Just before Berrylands train station the LOOP leaves the river and diverts you onto suburban streets. The first runs alongside the sewerage plant. Woo.

It was about here that our conversation turned to cooking and eating. Neither of us had eaten much more than malt-loaf since we left home and we were starting to salivate at the prospect of a pub lunch. This conversation became our fuel and our pace noticeably quickened. Banal roads connected us back to the Hogsmill as it wound through concrete walls. Signs became sketchy at best again and I blamed the locals for knicking them. Shamefully that’s the kind of thing I would have done ‘back in the day’. Oh maturity. And having things to alleviate boredom…

The Centre for Useless Splendour on the outskirts of Kingston town centre, beside the HogsmillWe admired the apparently derelict ‘Centre For Useless Splendour’, which on further research used to be an art gallery, and followed the river all the way to THE river. On the way I almost lost Martyn on the Clattern Bridge as the path takes you through a tiny opening. When he’d finished taking a picture he didn’t realise I’d gone. This pretty old bridge is named after the noise of hooves passing over. Apparently.

Martyn discovering me beside the Clattern Bridge over the Hogsmill river in Kingston

This final stretch feels strange. The Hogsmill becomes more urgent and tumultuous as it races to its own death and then rebirth as the River Thames. The surrounding architecture becomes dismal and hodge-podge. But then it empties into London’s real artery and you find yourself standing on a pretty promenade overlooking the water. Kingston Bridge is just north of here, and it’s a pretty bridge for sure. We dived into the Young’s pub before completing section 8 of the LOOP and enjoyed a well-deserved couple of pints.

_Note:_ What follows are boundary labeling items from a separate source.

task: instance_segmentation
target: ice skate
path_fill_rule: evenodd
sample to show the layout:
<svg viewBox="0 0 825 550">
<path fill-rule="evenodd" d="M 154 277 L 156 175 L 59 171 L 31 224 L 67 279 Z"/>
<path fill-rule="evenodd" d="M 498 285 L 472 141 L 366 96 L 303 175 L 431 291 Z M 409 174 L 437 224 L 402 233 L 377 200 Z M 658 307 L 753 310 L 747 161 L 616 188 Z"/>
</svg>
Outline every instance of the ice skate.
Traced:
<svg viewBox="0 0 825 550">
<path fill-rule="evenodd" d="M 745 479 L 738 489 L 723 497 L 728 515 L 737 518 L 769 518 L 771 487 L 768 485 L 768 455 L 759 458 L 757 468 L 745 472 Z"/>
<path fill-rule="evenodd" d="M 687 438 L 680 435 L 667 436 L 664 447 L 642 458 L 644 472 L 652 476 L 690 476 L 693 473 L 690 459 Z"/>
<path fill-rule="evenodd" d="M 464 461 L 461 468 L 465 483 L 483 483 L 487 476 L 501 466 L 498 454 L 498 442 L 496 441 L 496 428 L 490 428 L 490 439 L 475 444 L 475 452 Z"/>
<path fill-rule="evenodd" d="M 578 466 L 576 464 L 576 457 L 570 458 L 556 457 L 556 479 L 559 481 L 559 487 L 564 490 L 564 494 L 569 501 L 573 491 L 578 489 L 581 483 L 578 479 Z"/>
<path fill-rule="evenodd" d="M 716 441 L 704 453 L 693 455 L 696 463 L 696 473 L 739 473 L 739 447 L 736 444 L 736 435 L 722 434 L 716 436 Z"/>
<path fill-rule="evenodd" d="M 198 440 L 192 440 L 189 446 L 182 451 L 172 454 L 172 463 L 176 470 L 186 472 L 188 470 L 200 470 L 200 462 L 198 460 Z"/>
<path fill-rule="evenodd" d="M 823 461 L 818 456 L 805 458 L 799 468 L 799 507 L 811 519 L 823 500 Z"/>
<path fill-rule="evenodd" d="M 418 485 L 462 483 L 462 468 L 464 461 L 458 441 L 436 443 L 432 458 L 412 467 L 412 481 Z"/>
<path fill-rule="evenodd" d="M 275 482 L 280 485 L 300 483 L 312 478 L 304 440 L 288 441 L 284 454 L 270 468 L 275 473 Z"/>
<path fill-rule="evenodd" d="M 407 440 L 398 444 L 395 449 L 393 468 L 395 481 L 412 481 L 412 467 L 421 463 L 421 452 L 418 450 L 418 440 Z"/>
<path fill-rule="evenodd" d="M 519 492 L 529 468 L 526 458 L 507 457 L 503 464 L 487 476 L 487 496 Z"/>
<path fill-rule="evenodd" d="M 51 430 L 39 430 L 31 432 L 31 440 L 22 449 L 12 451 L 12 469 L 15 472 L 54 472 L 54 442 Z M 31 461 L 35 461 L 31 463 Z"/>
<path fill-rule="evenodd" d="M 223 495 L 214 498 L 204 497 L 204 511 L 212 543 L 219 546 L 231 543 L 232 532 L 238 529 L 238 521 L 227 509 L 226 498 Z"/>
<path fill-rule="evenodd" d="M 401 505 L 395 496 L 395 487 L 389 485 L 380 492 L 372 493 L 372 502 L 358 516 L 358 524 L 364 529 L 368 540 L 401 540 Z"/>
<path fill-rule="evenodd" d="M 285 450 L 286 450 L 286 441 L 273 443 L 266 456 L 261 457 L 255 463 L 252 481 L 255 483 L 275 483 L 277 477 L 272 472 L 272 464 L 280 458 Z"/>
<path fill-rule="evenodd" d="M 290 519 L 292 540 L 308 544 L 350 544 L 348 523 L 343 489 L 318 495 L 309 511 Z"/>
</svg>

Kingston Bridge, the end of the LOOP in South London

We mulled over what makes a good walk and agreed that some aspect of ‘drama’ is what makes it memorable. A wonderful view, a strange sculpture, a nasty injury. This walk didn’t provide drama. Martyn provided the company that set it apart from all the other walks I’ve done and I’m grateful that I had that company. These parts of the LOOP feel like they are targeted purely towards Kingston’s bridge. The only alternative anywhere near here is Hampton Court Bridge, a few miles to the west and therefore too far removed from London’s boundaries to be a sensible option along an Orbital Path. as an introduction to the walks I’ve been doing I should have chosen more wisely for his sake, but never mind, it’s done now. The achievement of completing the whole of South London’s LOOP, after this year’s setbacks, buoyed me anyway. The Hogsmill is worth a walk, I’ll happily concede that, but I won’t be walking this day’s sections of the LOOP again.